Tor and Baen and Harper Collins and Simon and Schuster are not in the business of selling books. They are in the business of making books. Barnes and Noble, Borders (formerly), Powell’s, and Amazon (until a couple years ago) are not in the business of making books. They are in the business of buying large quantities of books and selling them in smaller batches (usually singletons). In order for distributors to make money, they have to buy the books at less than cover price–usually around 50%.
Small presses, both to make more money and because they don’t sell books in the quantities the distributors usually want, are usually in the business of making books and selling them. Sofawolf, FurPlanet, and non-furry small presses like Small Beer Press (they are awesome and you should check them out) offer their own storefronts, because usually the volume of books is low enough that they don’t need a large distributor’s fulfillment services. You can see immediately how a publisher selling books directly makes more money, because they are not paying a distributor half of the cover price of each book.
Many small presses still distribute through Amazon, because Amazon has a very smart system whereby they can buy small batches of books that will not require a lot of inventory space. But they still charge 50% (actually Amazon specifically is, I think, 55%) of the cover price for it.
If you are an author whose book is published through Tor, they expect that all of your books will be sold through a distributor, and so your royalty per book is pretty constant. John Scalzi has written a few blog posts on where he prefers people buy his books, and it comes out to “I’m just happy if you buy them legitimately.”
Generally, that is true for most authors, including me! I would much rather you buy my book than not, no matter where. But where you buy the book also affects how much money the publisher makes, and that affects how much awesome furry stuff they will be able to offer you in the future.
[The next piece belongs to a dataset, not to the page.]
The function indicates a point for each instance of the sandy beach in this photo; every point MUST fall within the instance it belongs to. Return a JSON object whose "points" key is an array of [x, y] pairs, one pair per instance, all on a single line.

Let’s say the cost of printing is $3 for a $10 book. If the press sells that book for $10, then their profit is $7 and I will get between $2.50 and $3.50 of that, depending on the specific contract. The publisher keeps the rest. But if they sell that book to a distributor for $5, then their profit is only $2, and even if they only pay me $0.50 out of that, that doesn’t leave them a lot of profit.
That said, I understand that shipping costs are a big deal, and some furry distributors like Bookshelf Bear and Blackpaw are set up specifically to offer better shipping to customers in Canada and Europe. It is definitely not worth giving an extra $20-40 to the USPS/FedEx just to buy directly from the publisher. And if you’re going to buy from a distributor, it’s better to support a small furry distributor like those guys or Rabbit Valley (“Buy Furry!”).
(If you are confused about whether a book of mine is published by Sofawolf or FurPlanet, here’s a handy guide: Sofawolf doesn’t resell FurPlanet books online. So if my book is in the Sofawolf catalog, it’s a Sofawolf book. If not, it’s a FurPlanet book. Also you could look at the front/back covers if you are at a con. :) )
E-books are a different case. Royalty rates are about the same everywhere I publish, and I’m the publisher in all cases. So yeah, you can’t really go wrong with e-books, but I do love print books, myself. I don’t think I have any book I really love only as an e-book.
Anyway, I hope that all helps. The economics of publishing is not entirely simple, but it’s not all that complicated, either. I hope this helps you make an informed decision, but in the end, really, I’m just flattered that you guys feel like spending some hard-earned money on my books, wherever you do it. And if you like the books a small press is putting out, please do support that press if you can.